The powerful enemy is the corporations that finance congressional and presidential campaigns, the corporations in control of our privatized government. This is the same enemy that charges the American people a billion dollars per week to send their children to fight a criminal war against the children of Iraq.

Our struggle is the struggle against those who say "support our troops" while turning their backs on returning veterans. It is rather comfortable to say support the troops while keeping their reality in Iraq a mystery.

Support the troops by waving flags and slapping yellow ribbons on the bumpers of SUVs. Support the troops while they are killing their brothers and sisters in Iraq--meanwhile, hiding the flag-draped coffins some of them are coming home in, and keeping the horror of their wounds out of the public's view.

We struggle against those who create terrorism through the spread of hunger and poverty, so they can spread war and reap the profits. We struggle against those who invade and occupy a land for its resources, and then call its people terrorists for refusing to be conquered.

This "terrorism" in Iraq is in reality a fight for freedom and self-determination. It is by twisting the concept of this legitimate struggle into the concept of terrorism, with help from the corporate media, that our puppet government further creates resentment and racism against the oppressed to further its conquest. It is by means of this imperial conquest that a small terrorist network is turned into a global terrorist mentality.

No longer able to rely on the rhetoric of the Cold War, the corporate warmongers need this global terrorism to justify the spread of its empire. So the war we oppose is the war waged by corporations on the billions of people around the world who live in utter misery.
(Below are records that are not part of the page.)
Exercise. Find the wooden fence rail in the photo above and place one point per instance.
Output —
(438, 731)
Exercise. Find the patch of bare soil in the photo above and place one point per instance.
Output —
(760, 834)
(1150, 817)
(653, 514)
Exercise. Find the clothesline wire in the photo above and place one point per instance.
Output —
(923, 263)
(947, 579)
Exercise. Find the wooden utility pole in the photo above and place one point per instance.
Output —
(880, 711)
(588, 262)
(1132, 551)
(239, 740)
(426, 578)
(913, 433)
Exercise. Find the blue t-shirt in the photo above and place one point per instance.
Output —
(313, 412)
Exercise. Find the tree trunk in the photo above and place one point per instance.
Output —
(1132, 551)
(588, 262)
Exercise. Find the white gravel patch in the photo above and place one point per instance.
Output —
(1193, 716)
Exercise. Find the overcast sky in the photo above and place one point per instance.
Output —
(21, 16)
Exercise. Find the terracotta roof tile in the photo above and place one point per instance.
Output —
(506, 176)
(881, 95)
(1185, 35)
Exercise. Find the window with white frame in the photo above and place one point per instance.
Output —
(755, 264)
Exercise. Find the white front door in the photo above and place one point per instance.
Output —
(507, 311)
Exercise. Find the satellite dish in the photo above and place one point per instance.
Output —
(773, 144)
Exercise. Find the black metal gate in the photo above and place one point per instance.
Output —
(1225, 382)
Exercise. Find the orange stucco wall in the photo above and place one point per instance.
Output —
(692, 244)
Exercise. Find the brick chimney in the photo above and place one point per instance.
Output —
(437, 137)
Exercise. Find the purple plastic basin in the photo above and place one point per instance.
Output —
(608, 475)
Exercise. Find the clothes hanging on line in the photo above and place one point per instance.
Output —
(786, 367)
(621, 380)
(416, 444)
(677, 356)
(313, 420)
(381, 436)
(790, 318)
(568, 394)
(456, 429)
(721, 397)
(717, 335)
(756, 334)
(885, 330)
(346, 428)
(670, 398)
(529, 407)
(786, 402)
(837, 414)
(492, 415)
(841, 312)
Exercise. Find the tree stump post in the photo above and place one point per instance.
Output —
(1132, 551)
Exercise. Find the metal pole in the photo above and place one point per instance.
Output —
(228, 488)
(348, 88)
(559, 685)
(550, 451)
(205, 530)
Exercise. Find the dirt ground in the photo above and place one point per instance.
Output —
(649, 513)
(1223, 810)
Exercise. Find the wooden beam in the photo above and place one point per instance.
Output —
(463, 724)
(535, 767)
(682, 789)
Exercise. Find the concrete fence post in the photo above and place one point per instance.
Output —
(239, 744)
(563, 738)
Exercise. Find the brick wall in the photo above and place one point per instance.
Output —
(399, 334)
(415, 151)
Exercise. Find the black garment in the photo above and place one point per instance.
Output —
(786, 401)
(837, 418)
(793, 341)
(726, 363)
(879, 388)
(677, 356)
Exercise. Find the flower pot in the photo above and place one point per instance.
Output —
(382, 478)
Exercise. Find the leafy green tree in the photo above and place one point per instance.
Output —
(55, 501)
We fight an enemy that can only be made powerful through the systematic exploitation of natural resources and through the constant and systematic poisoning of the environment across the world. This enemy does not need war to spread death and destruction.

We fight a system that feeds on poverty and lack of options to fill the ranks of its imperialist military.

The United States of America is the only superpower on earth--a nation rich and powerful beyond anything ever seen or heard of in history. There is no reason why everyone in this nation should not live a comfortable and stable life. Yet more than 40 million people live without health insurance. The public school system is overcrowded and failing, but to get help from the government, public schools must open their doors to military recruiters.

The so-called American Dream, to many poor people, is tied to the obligation to fight in a war for corporate domination.

They call it an all-volunteer army. But to them, I say: Show me a society where everyone has access to health care. Show me a society where everyone has access to an education. Show me a society where everyone has access to decent wages, where everyone lives a dignified life, and then I will show you an all-volunteer army.

Poverty and oppression around the world provide the building blocks for an empire. Poverty and oppression at home provide the building blocks to build an imperial army.

In saying no to that imperial army--in refusing to fight an imperial war against our brothers and sisters of Iraq--I pledge my allegiance to the poor and oppressed of the world. In saying no to an imperial army and in refusing to fight an imperial war against our brothers and sisters of Iraq, I pledge my allegiance to the working class of the world.

Their struggle--which is your struggle--is my struggle as well.